Some of the risks that can derail the long thesis

Political risk: The situation is as unpredictable as ever, even for any political scientist to comprehend completely. Any major flare-up can affect the stock negatively.

Float: The stock has a small float, and a majority of the outstanding stock is owned by the IBS Group. A small float can increase the volatility, while IBS Group ownership does create an additional layer of uncertainty.

Attrition rates and wage inflation are a constant threat to the IT service sector. Even though the company has been able to manage them well, but the trend can change quickly.

Scale: There are concerns around the size of the available talent pool in some of the geographies where the company operates, considering the number of students graduating, which questions the long-term growth potential of the company.

Conclusion

Political events have overshadowed fundamentals of Luxoft and Indian IT service sector stocks. In Luxoft's case, bad political news flow is offering a good opportunity, as some elements of the recent political disturbance, like weak currency, may work in favor of the business. The discount on offer is an opportunity, and its fundamentals deserve a premium to the Indian IT stocks, which may be the case in the coming months as negative news flow fade and improving fundamentals take center stage. The sector is more or less immune from the political events, unlike maybe other sectors like commodities. Fundamentally, the business is strong, with growth drivers in place to accelerate growth in the coming quarters.
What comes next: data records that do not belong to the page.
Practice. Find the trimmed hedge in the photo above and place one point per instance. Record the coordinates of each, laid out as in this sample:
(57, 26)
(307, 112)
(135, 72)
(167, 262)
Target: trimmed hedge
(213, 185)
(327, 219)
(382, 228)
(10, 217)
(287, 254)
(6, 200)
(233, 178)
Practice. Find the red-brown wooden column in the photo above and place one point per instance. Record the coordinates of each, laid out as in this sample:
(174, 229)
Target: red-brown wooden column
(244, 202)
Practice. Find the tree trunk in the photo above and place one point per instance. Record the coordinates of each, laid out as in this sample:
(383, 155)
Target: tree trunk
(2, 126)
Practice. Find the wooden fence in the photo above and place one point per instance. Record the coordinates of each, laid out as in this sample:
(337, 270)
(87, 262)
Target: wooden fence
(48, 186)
Disclosure: I have no positions in any stocks mentioned, and no plans to initiate any positions within the next 72 hours. I wrote this article myself, and it expresses my own opinions. I am not receiving compensation for it (other than from Seeking Alpha). I have no business relationship with any company whose stock is mentioned in this article.

Additional disclosure: I'm long RS Software India Ltd. (listed in India), which may be impacted by some of the stocks mentioned in the report.